What will happen? The Organic Trade Association's crop and livestock specialist Nate Lewis says that whatever USDA's intent with the task force, it will need to define hydroponic production if it's to be disallowed. "Can you grow organically without soil? What is soil, what is not? What's allowed?" he asks.

For one thing, Lewis says certification of hydroponics spells trouble for U.S. organic exports, since the European Union, Canada, Japan and other major markets exclude hydroponics from organic designation, and Mexico will soon approve rules to do the same.

Still, certifying hydroponics has plenty of advocates, especially in cool climates, AgriPulse says, where hydroponic greenhouses allow for improved pest and climate control and stretch the frost-free season.

In addition, in dry California and other arid regions, hydroponics can greatly boost water-efficiency. Sarah Costin, co-owner of A Bee Organic, a California-based group of organic certifiers who approve hydroponic greenhouses, says such systems "use 65% to 90% less water than other production systems," and even "way, way less water than in drip irrigation."
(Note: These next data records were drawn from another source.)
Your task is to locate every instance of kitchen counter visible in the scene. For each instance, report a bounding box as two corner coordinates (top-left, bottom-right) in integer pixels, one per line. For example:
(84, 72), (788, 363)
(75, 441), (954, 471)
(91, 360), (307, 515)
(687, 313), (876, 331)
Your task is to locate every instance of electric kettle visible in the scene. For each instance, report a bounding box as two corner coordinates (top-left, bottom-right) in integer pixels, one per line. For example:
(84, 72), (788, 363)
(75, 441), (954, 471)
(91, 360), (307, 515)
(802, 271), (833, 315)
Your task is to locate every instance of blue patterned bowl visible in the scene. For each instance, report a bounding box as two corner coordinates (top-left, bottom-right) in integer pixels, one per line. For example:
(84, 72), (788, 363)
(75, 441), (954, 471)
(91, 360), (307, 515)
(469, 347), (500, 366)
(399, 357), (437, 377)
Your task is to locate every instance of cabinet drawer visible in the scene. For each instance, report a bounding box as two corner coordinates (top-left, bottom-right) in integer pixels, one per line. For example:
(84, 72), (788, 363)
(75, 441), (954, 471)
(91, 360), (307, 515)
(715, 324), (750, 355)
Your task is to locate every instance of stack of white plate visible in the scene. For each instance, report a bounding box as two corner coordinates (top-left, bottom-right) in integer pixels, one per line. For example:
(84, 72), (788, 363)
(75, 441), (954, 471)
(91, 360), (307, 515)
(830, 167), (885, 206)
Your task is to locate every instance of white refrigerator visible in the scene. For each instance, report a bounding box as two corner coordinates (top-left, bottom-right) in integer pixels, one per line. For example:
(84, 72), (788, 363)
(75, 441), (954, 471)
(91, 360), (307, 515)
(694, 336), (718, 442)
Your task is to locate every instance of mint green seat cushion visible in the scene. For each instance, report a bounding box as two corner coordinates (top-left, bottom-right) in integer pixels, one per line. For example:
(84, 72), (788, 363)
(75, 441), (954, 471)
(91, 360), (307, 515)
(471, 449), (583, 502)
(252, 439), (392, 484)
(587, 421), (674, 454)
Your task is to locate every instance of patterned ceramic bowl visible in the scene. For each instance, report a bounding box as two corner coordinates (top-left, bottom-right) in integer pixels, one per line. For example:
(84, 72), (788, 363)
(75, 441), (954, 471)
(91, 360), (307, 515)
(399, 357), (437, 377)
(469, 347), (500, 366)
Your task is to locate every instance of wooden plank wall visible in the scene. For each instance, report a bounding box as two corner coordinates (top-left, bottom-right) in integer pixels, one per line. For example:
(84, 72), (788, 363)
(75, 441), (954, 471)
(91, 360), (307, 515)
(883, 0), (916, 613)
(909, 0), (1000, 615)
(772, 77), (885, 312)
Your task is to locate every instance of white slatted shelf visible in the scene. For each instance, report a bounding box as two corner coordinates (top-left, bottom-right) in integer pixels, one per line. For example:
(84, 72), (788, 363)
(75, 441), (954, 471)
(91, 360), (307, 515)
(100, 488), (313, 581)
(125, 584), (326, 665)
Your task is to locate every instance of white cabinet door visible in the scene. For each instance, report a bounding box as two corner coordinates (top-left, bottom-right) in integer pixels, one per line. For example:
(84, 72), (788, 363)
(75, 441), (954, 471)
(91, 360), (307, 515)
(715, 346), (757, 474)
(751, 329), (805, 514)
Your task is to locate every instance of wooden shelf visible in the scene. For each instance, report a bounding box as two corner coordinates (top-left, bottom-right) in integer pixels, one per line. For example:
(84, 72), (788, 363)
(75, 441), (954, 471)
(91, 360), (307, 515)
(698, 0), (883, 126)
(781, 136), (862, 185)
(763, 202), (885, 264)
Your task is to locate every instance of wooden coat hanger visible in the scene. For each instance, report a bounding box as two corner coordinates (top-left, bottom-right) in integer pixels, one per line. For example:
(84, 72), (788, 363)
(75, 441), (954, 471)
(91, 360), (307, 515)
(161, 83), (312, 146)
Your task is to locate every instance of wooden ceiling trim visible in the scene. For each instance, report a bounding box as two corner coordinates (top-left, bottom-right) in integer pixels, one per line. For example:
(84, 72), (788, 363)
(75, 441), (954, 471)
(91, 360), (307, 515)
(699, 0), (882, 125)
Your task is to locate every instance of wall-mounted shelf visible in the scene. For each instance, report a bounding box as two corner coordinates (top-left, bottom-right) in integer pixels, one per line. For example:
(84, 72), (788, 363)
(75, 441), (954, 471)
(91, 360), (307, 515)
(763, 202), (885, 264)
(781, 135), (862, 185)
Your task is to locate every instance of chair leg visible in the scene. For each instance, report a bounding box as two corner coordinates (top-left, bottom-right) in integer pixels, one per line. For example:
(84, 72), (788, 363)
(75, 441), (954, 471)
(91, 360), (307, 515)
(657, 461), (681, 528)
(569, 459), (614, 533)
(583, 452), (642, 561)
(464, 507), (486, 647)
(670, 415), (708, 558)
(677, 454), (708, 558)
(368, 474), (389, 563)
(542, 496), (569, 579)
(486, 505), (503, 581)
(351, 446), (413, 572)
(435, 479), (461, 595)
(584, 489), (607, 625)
Marianne Cufone, who heads the Recirculating Farms Coalition, a diverse nationwide network of aquaponics growers, chefs, consumer advocates and others, says the organic label is the hallmark for healthful foods, and national organic standards should be expanded to accommodate hydroponics and aquaponics. According to Cufone: "Organic farmers amend the soil all the time to grow good products. It's really no different in water-based growing: You amend the water, and if you are restricted to using certain organic materials to do that, I think that earns an organic label."

Odds are, the hydroponics certification debate will continue to intensify as advocates push for and against hydroponics and, especially if more such operations are defined as organic. In addition, this is but one aspect of the debate over the organic brand as larger and larger retailers work to take advantage of the organic image to boost sales and revenues, to the dismay of many organic purists.

Clearly, organics with their rigid production rules add valuable diversity to the U.S. food system. And, since the brand has value, it likely will continue to attract additional claimants, sometimes to the dismay of the current practitioners. Thus, pressures are likely to grow for use of clear, specific, defensible criteria for the organic definition, that likely will need to be firmer than those now being advocated, Washington Insider believes.